While the rest of the girls were discussing this, Blossom padded over to Kitsara.
The dogkin’s tail had finally slowed from its frantic wagging to a more manageable rhythm, though it still swayed with enough force to rustle the grass behind her. Her expression, however, had shifted. The wide-eyed amazement was gone. In its place sat the solemn, contemplative look that Blossom wore when processing information that troubled her deeply.
She leaned in close to the foxkin’s ear.
“Blossom is worried,” she whispered.
Kitsara blinked. Her three tails, which had been swaying lazily behind her, paused.
“Worried?” The foxkin glanced at her. “Lucille just told you it’s fine. We’re all getting stronger.

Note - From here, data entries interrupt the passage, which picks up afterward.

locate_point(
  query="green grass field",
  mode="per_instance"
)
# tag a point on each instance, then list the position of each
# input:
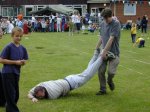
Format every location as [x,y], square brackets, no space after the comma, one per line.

There’s no need to-”
“One finger.”
Kitsara stopped.
Blossom’s eyes were enormous. Round and grave and utterly serious.
“That much destruction,” the dogkin continued in a hushed tone. “With one finger.”
She held up her index finger. Studied it. Then thrust both hands outward toward the smoking ruins of Whisperfield’s barrier, fingers splayed wide.
“Bam!”
Her tail drooped as her arms replicated the manner in which the large barrier was destroyed.
“Blossom is very concerned about the bedroom implications.”
The foxkin’s mouth opened. Then closed. Her tails, all of them, went rigid.
The image arrived in her mind uninvited.
Vivid. Detailed. Extremely specific.
Kitsara’s cheeks flushed. Then her neck. Then her ears, which was impressive given that they were covered in white fur. A slow, creeping heat spread across her entire face as her imagination, always her most dangerous weapon, ran calculations she had not asked it to run.
“Lady Kitsara has just realized,” the foxkin murmured to herself, “that the next time she shares a bed with her Quinnie, the encounter may be… significantly more intense than prior engagements.”
Her tails curled inward. Blossom nodded while rubbing her thighs together worriedly.
Kitsara swallowed.
“Blossom.”
“Yes?”
“Let’s tag team him the next time. We have to distribute the damage among the two of us.”
She was already fanning herself.
“Okay!!” Blossom agreed eagerly, happy to have a woman on the same wavelength.
…
On the walls of Whisperfield, no one was cheering.
The soldiers who had been manning the battlements stood frozen at their posts. Archers held empty bows with nocked arrows they had forgotten to fire. A battlemage’s hands still glowed with the spell she’d been channeling, the light flickering and dying as her concentration shattered.
The barrier was gone.
Their barrier. The thing they had built their entire defense around. The shield that was supposed to buy them days, weeks, enough time for Duke Tharion’s army to arrive and crush the invaders. The foundation of Aldren’s strategy, the reason they had stood firm and cheered and beaten their swords against their shields.
Gone.
A young soldier near the gate dropped his sword. The clang of steel on stone was the loudest sound on the wall.
Nobody told him to pick it up.
Aldren stood at the eastern battlement. His hands were on the stone. His knuckles were white. His eyes were locked on the figure above his city.
The buzzing fly.
The vulture.
The weaker version of Morgana Ravenshade.
His own words echoed in his skull, and each one landed like a slap.